Todos os anos são apresentados projetos a instituições espanholas para a construção de infra-estruturas adequadas. Nos cinco últimos anos se inaugurou um total de onze centros educativos, atualmente estão sendo construídos duas escolas e uma cozinha com refeitório escolar, e para o ano 2011 se espera a aprovação para construir outros dois colégios.

Criou-se um programa de formação do professorado e de apoio a suas necessidades, para que os professores comunitários entendam a importância de seu trabalho, ponham empenho em sua própria formação e se sintam apoiados em sua tarefa.

A partir do ano letivo 2011-2012 passará a funcionar inteiramente em Kamabai um complexo educacional com ensino pré-escolar, ensino fundamental, ensino médio, dotado de cozinha e refeitório, tudo com novos edifícios, que já estão em sua maior parte em andamento.

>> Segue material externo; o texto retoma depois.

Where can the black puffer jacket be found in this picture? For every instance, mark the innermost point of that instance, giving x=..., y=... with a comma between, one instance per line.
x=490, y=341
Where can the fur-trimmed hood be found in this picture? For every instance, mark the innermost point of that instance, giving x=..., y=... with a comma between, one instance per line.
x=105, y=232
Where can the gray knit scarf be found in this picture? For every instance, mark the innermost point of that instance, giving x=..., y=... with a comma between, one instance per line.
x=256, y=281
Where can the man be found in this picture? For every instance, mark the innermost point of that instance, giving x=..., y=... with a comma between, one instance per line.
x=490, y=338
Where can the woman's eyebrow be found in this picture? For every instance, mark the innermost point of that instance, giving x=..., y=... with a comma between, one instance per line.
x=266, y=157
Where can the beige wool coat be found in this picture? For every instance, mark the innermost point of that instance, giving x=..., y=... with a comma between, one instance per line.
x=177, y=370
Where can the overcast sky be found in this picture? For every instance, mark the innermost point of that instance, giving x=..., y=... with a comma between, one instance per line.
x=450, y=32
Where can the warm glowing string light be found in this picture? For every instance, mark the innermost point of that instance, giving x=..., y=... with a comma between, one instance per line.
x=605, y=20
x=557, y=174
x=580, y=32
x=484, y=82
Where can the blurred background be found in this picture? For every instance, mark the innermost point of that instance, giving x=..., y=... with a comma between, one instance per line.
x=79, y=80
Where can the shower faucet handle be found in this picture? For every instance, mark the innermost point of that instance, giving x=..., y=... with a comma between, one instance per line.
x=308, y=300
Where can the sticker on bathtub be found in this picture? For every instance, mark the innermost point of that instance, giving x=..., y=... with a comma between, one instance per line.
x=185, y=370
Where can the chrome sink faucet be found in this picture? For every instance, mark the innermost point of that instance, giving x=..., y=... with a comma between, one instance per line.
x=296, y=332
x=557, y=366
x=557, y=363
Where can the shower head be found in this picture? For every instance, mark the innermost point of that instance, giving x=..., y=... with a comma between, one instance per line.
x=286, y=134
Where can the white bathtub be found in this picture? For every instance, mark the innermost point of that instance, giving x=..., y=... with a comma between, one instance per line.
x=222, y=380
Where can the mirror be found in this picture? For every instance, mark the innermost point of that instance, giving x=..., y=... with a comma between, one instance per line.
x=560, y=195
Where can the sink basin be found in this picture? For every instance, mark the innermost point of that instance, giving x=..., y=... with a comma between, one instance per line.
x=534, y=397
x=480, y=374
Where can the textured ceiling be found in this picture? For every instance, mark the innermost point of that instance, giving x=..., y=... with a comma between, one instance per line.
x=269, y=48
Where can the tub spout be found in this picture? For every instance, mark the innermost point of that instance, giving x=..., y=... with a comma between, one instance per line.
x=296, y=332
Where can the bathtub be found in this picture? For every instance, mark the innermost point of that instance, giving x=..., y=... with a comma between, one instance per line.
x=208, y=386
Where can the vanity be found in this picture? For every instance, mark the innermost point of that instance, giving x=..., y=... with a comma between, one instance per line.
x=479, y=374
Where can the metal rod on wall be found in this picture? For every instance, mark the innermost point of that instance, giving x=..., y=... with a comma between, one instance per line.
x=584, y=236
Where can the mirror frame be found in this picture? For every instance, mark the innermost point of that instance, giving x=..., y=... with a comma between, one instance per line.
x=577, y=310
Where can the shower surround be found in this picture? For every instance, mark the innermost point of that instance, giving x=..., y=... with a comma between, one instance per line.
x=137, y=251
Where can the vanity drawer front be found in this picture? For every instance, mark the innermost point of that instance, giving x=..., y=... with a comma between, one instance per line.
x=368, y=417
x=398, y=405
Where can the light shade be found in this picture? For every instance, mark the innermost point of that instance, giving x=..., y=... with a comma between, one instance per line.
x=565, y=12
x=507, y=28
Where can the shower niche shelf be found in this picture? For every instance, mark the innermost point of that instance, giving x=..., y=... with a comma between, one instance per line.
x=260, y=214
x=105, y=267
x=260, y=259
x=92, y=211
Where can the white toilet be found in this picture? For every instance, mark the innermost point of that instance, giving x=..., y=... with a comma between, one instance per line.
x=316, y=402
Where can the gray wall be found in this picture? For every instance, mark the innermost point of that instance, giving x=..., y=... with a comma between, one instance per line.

Espera-se poder manter um centro ao menos com todos os professores devidamente preparados, com todas as etapas educativas, formação integral em inglês, sem salas superlotadas, com uma boa estrutura e que ofereça uma refeição diária aos alunos.

A ajuda enviada por Tapauá será integrada a estes projetos educativos. Assim, mesmo conhecendo as difíceis condições da educação em Tapauá, as crianças brasileiras poderão se dar conta de que existem meninos e meninas no mundo que vivem em situação ainda mais difícil que a deles, poderão sentir-se solidárias e eles mesmos poderão acreditar mais em sua própria educação como meta de futuro, salvaguarda de sua dignidade como pessoas e meio de fazer valer seus direitos.

Dois mundos diferentes, distantes, mas unidos em uma causa comum. Isso é também evangelização, missão. Solidariedade de quem tem pouco com quem tem menos. E lição de vida para todos: onde quer que estejamos sempre haverá alguém a quem possamos estender uma mão.